LAUSR

The synthesis of α‐amino acetals via radical addition of 1,3‐dioxolane to imines has attracted considerable attention, though conventional methods face stability and recyclability challenges due to their reliance on stoichiometric organometallic reagents or homogeneous catalysts. To address this, we developed a heterojunction photocatalyst comprising Co 3 O 4 nanoparticles supported on porous carbon nitride (CM@Co 3 O 4 ). This design leverages the excellent substrate properties of carbon nitride and band‐aligned Co 3 O 4 to enhance charge separation. The resulting heterogeneous system exhibits remarkable stability and superior photocatalytic efficiency.

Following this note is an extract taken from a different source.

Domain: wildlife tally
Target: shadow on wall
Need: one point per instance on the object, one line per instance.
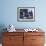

Combined with base additives (e.g., Cs 2 CO 3 ), this method enables efficient visible‐light‐driven synthesis of α‐amino acetals in air and at room temperature. This method not only demonstrates excellent catalytic activity and cyclic stability (reusable up to 10 times), but also shows applicability to various N ‐benzylideneaniline substrates (with up to 93% yield). Mechanistic studies‐including radical trapping, electron spin resonance (ESR), 1 H nuclear magnetic resonance (NMR) titration, and density functional theory (DFT) calculations‐indicate that the base and photocatalyst synergistically promote hydrogen abstraction mediated by photogenerated holes, generating key radical intermediates that drive subsequent reactions. This study provides a new, efficient and practical pathway for the green synthesis of the α‐amino acetals.